A combination of bath, light and topical ointment treatment modalities should be considered. Treatment with UV-irradiation brings a good therapeutical response. We use UVB (300-320 nm) irradiation, in combination with high concentrated salt-water baths. Besides that a combined treatment with UVA and systemic or topical psoralens (photo-sensitive chemical additives) – PUVA may lead to a significant improvement of psoriasis.
Another well-approved treatment is the so-called balneo-photo therapy: it is a combination of salt baths with subsequent UVB irradiation. The results are comparable with thalassotherapy at the Dead Sea.
Topical modalities for psoriasis treatment:
Salicylic acid in ointments helps to remove the scales before initiation of the active treatment.
Urea
Urea is a natural moisturizing factor and urea-containing preparations improve the symptoms via reduction of inflammation and itching.
Corticosteroids
Corticosteroids are very potent anti-inflammatory drugs. Corticosteroids are rarely used because of their side effects after long-term application. However, the new preparations are usually well compatible, if correctly applied. For many patients they offer a large therapeutical spectrum when combined with other topical products (caution is required when applied on the genital area and in children).
Vitamin D derivatives
Vitamin D reduces the shortened turnover time of the skin cells, which is responsible for scaling. Three OTC preparations with similar effect are currently available: tacalcitol, calcitriol and calcipotriol. All of them proved to be very effective. A combination between calcipotriol and topical corticosteroid has been developed recently and is available now. Calcium levels in the patient’s serum should be measured, in order to consider the maximum weekly quantity of the vitamin D derivative.
Dithranol
Dithranol is successfully used in psoriasis therapy since the beginning of the last century. It is usually provided inward and in combination with UV light and emollients. Dithranol proved to be very safe and effective medicine, even within long-term application regimen. Its disadvantage is coloring of the laundry and that is the reason for its inward application.

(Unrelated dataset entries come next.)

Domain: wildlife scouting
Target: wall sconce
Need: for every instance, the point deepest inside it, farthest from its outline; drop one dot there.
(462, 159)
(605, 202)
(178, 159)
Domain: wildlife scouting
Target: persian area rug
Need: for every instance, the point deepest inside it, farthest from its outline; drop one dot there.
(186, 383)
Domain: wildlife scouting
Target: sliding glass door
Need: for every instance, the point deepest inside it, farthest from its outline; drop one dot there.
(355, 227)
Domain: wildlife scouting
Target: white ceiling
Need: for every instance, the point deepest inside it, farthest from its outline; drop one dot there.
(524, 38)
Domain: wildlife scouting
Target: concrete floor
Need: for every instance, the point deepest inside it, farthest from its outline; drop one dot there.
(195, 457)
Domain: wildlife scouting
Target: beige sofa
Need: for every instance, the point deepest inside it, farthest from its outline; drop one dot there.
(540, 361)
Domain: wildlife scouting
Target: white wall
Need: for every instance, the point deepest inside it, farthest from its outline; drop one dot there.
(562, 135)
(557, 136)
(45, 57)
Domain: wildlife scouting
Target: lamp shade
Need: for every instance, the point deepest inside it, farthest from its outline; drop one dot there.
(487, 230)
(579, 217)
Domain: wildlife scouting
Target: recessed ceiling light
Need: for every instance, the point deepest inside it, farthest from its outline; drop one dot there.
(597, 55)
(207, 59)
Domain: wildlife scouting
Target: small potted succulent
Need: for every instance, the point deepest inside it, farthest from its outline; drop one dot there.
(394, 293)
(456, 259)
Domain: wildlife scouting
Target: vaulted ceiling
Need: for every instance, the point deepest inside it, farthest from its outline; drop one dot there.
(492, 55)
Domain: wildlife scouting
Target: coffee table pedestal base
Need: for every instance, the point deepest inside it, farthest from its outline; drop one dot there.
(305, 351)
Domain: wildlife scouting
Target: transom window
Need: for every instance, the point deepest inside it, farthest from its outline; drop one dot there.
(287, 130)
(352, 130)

Vitamin A derivatives lead to a decreased growth rate of the skin cells and, thus to an improvement.
Biologicals or the so-called immune modulators
A new generation of protein products, which specifically restrain the psoriatic inflammation is available. These products proved to be very effective in moderate and severe psoriasis.
Internally administered medicines (systemic therapies)
In certain cases with joint involvement and severe symptoms, initial systemic therapy may help. The following substances are used today: methotrexate, retinoids, cyclosporin. Because of their potential side effects, they should only be used, if other treatments appeared to be unsuccessful.
The chances of success of the different methods depend strongly on the individual patient. After a careful diagnosis, the physician team in compliance with the patient decides the most suitable and promising therapeutic regimen.
The development of new treatment strategies, in the context of clinical studies open further possibilities, which we are ready to offer to psoriasis patients.
Ambulatory treatment
The dermatology team offers a comprehensive ambulatory consultation and different topical therapies in cases with relatively mild symptoms.
Balneo-phototherapy (balneo – “water”, photo - “light”) recreates the elements of the Dead Sea therapy. Bathing in water with a high salt concentration is safe, effective, and pleasant for healing and recovery. Patients in high concentration salts solution for 10 min. and after that are radiated with UVB-light (300-320 nm).
PUVA
PUVA (psoralen plus ultraviolet light A) combines the light-sensitizing medication, called psoralen with ultraviolet light A (UVA). The procedures are performed four times a week.
The number of procedures varies between 20 and 30 depending upon the clinical evaluation. Patients must wear UVA-blocking glasses for at least 12-16 hours after treatment in any place where the sun shines.
Stationary treatment
In severe cases patients must be treated in the hospital.
Our clinic has large experience in the treatment of patients with psoriasis.